Note to self: is this change to hb-ot-layout-base-table.hh relevant?

@RazrFalcon
Copy link
Collaborator

@bluebear94 Good progress. Here is my failed attempt. Maybe it would help a bit: Patch.patch

I haven't been able to grok machine_index_t iterator logic. Afaik it's mutating and bidirectional, which I'm not sure how to implement in Rust.

Either way, feel free to ask me anything. Just remember that I wrote this code 3 years ago and I do not remember much myself.

@RazrFalcon
Copy link
Collaborator

Note to self: is this change to hb-ot-layout-base-table.hh relevant?

Any changes to font tables parsing are irrelevant. The BASE table is unused, at least of 2.7

@RazrFalcon
Copy link
Collaborator

RazrFalcon commented Aug 17, 2023

There is also a pseudo-bug. This code code should use use_category, not indic_category. It doesn't matter right now. But harfbuzz switched to use_category "byte" from 2 to 3.

@RazrFalcon
Copy link
Collaborator

The way I was doing the back-porting is by checking each commit, not the whole diff at once. harfbuzz commits are usually pretty small and self-contains, so it's easier that way.

If a commit has changes related to build system, fonts parsing, subsetting, C++ stuff - it can be safely ignored.

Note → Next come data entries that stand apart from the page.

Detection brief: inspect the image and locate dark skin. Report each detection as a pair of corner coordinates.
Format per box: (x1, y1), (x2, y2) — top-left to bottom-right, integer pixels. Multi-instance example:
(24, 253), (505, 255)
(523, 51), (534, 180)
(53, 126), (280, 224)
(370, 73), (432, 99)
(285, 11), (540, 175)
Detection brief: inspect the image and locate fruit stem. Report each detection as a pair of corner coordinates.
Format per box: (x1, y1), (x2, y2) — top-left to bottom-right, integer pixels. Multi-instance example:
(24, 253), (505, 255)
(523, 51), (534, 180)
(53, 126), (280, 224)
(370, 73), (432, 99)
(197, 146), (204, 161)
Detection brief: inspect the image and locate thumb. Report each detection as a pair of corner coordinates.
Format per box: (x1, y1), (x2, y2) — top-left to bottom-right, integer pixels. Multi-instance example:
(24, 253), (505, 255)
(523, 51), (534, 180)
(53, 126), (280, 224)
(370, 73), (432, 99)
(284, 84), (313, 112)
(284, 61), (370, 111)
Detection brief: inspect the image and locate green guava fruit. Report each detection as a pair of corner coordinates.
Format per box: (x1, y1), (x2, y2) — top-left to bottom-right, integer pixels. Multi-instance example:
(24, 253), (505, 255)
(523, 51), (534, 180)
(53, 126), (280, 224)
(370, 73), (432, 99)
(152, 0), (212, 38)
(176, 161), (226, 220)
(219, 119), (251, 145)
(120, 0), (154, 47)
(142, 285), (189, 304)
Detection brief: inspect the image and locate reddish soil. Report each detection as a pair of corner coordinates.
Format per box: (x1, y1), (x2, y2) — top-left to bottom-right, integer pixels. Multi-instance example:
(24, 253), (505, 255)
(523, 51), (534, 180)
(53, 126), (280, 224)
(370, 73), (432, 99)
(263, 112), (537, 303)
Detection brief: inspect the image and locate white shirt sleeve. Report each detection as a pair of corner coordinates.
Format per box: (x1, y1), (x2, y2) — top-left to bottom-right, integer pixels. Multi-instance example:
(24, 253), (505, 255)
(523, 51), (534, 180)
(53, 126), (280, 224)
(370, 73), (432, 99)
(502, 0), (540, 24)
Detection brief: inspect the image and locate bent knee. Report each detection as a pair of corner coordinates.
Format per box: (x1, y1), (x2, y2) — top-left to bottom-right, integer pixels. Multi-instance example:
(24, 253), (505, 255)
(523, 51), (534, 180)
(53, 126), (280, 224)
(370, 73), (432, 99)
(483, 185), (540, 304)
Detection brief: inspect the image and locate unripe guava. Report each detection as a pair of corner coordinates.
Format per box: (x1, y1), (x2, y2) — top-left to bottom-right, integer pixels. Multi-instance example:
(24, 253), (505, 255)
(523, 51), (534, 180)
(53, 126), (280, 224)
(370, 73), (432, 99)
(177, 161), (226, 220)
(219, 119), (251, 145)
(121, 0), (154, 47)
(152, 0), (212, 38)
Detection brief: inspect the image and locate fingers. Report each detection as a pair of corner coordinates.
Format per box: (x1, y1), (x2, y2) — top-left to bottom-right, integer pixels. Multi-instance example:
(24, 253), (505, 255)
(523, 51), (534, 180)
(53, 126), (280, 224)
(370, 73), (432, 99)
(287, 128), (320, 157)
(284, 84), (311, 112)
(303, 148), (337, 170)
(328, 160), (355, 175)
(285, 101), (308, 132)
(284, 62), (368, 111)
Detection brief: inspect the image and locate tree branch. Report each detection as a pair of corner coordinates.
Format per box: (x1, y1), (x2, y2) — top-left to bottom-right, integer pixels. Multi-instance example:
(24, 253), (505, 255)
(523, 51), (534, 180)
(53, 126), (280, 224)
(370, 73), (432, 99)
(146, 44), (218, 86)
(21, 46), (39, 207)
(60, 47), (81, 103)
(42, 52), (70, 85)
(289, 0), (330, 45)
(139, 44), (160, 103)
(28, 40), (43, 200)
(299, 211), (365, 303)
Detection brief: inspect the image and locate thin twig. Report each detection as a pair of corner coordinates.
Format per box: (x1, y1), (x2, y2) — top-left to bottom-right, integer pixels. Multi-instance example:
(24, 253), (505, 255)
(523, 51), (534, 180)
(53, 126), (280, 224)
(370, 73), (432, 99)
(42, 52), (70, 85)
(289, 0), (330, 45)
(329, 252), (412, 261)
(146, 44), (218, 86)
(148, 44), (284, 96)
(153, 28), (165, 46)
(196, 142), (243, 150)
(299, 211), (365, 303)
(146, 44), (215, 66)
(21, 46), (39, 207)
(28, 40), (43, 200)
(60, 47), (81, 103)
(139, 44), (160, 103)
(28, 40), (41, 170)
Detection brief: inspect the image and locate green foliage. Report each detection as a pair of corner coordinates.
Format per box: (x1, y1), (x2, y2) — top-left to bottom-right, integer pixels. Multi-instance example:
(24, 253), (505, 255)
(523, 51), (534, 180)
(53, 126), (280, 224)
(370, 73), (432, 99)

If a commit contains changes to tests, like this one, then you have to checkout this commit. Build harfbuzz from sources:

meson builddir --reconfigure
ninja -Cbuilddir

And then run scripts/gen-shaping-tests.py /path/to/harfbuzz-src

@bluebear94
Copy link
Collaborator Author

HarfBuzz 2.7.4’s buffer serialization was changed to surround the contents in square brackets. Should this be reflected in rustybuzz? Currently, it is, but this will require a minor change to gen-shaping-tests.py.

@RazrFalcon
Copy link
Collaborator

Should this be reflected in rustybuzz?

Sure.

@bluebear94
Copy link
Collaborator Author

Trying to fix the remaining test failure. For the font tests/fonts/in-house/8228d035fcd65d62ec9728fb34f42c63be93a5d3.ttf, HarfBuzz is getting −639 for the x-bearing of glyph #4’s extents, but rustybuzz is getting −638 instead.

@RazrFalcon
Copy link
Collaborator

I've checked that font with ttf-explorer and it does use -639.
Is this a new test case or some recent change broke it?

@bluebear94
Copy link
Collaborator Author

bluebear94 commented Aug 18, 2023

It’s an existing test case that was manually changed after generation. This test was supposed to have an expected output of x=0+1030|acutecomb=0@-19,-27+0|X=2+1295|acutecomb=2@-151,320+0 (as generated by the gen-shaping-tests.py script), but the one currently in the master branch has x=0+1030|acutecomb=0@-20,-27+0|X=2+1295|acutecomb=2@-152,321+0 instead.

@RazrFalcon
Copy link
Collaborator

Ugh... good find. I would assume this change was caused by this commit. In which case it's not a bug a we should prefer rustybuzz output. Some floats rounding differences are expected.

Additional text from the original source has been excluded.